I updated the animation again with updated volumetric lights (see first post for link). This time it also includes the whale shark I modeled a while ago.

The lighting is very realistic! And the shark is great too.
Some crits that come to mind.
The spots and stripes of the whale shark should look a bit more random, not much just a little bit
And about the animation.
The shark’s animation looks great. The only thing I didn’t like is that it moves forward in the same speed at all times. The speed should change depending on the shark’s movement. ie When the shark’s tale is at maximum left or right then it should move a bit slower, while it should accelerate when it’s tale riches to the center since there is more thrust at that time.

Keep up the good work :slight_smile:

Good observation there, agtGreg.

I was wondering about the movement too, but I think - and looking at some videos - that the shark’s mass is so HUGE that its momentum keeps it at a relatively constant speed.

That is sweet, i like the whale shark, and cool lighting!

chela69: I created an “underwater volumetric light and caustic effect” tutorial, which you can find here. Go to “Tuts and tricks”.

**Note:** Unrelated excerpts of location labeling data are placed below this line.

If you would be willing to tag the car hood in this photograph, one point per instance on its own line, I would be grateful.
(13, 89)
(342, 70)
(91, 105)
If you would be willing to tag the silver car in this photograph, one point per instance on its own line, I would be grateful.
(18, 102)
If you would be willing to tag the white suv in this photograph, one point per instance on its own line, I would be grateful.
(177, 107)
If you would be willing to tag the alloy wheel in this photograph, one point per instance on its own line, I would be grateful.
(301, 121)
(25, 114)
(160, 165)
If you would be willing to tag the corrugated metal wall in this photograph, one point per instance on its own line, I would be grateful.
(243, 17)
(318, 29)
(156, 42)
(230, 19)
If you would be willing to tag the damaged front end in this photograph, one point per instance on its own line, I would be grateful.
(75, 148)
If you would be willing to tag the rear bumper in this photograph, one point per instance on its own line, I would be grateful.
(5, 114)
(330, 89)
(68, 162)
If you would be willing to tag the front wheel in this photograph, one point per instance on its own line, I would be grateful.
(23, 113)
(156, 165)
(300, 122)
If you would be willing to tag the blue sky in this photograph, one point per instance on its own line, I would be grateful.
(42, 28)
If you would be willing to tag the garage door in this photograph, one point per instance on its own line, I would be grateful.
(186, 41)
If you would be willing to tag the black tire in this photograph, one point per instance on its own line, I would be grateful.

Wow, that was a very good set of tutorials.

It’s funny, even with the computers today, I find people still using lighting techniques I have used in the theater for years. You made a very nice rotating gobo setup here.

I will be trying this with my underwater pipe organ!

Any chance you know how to get rid of the “banding” effect from halo lamps? I have run into this issue on my latest project:http://blenderartists.org/forum/showthread.php?t=121296

Thanks for the tutorial, time well spent :slight_smile:


Kevin

KevinW:

What I think you are talking about in your image is nearly not perceivable. But, I would guess it to be one of two things:

  • Try setting the halo step to a small value: 1 or 2
  • It may be due to image compression, which is determined by the image type (jpg) and quality (e.g. 90% - I don’t know what value you are using.) Try rendering it in a raw format or higher quality.I hope it helps.

AnyMation, Thanks.

Yeah, I got all my settings right so I guess I will just blur it out in post as this is only a still image.

Thanks for your help (and great tutorials). It’s cool when you can “see the beams!”


Kevin

Pleasure. I really struggled with the beams, but in the end, it was actually a simple solution.